Ora la base si è trasferita da Beausoleil al Tennis Club Sanremo e il percorso ha da poco superato la metà. Il punto ideale per tirare delle somme. “Spero che entro la fine dell’anno Gianluca sia in una posizione fra la 250 e la 300. Ce la può fare. Ma non è tanto un obiettivo di classifica, quanto di livello. Vogliamo fare esperienza per avvicinarci sempre di più al livello ATP. È quello che conta: elevare il gioco e il rendimento, per farsi trovare pronti quando capita l’occasione”. Il tutto con un alleato in più: la consapevolezza di non dover dimostrare niente a nessuno. “Io non devo vincere quella partita, non devo fare questo o quello, non ho pressioni. Diego non me ne ha mai messe e i miei genitori nemmeno”. Entra in campo sempre tranquillo e lo si percepisce anche da fuori. Ma delle ambizioni le deve pur avere anche lui. “Certo! Sogno di giocare sul Centrale di Wimbledon, o almeno di un torneo del Grand Slam, di entrare fra i top 100 e che il Milan vinca la Champions League. O che almeno torni a essere una squadra decente, perché qui siamo messi male”.

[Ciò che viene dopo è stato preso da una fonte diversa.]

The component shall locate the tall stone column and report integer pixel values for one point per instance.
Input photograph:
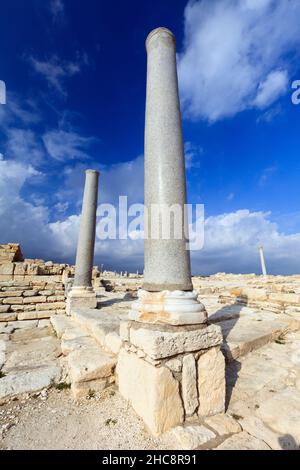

Suda quando gli chiedi dove si vede fra vent’anni: “Vent’anni? Minchia”. Ok, facciamo dieci: “Spero di aver giocato tante prove del Grand Slam, la Coppa Davis, di aver avuto una buona carriera. Anzi, una grande carriera”. A quel punto, quello che nel primo incontro di qualche anno fa pareva un sogno, diventerà la seconda vittoria di entrambi. Sì, la seconda, perché la prima è già arrivata quel pomeriggio ad Alassio, quando il cuore di Nargiso ha riportato sulla retta via un ragazzo che si stava perdendo. “È il mio più grande orgoglio – chiude Diego – perché la vita del giocatore intorno ai 35 anni finisce, ma quella dell’uomo comincia proprio lì. E io spero di essere riuscito a formare un uomo, non solo un tennista”.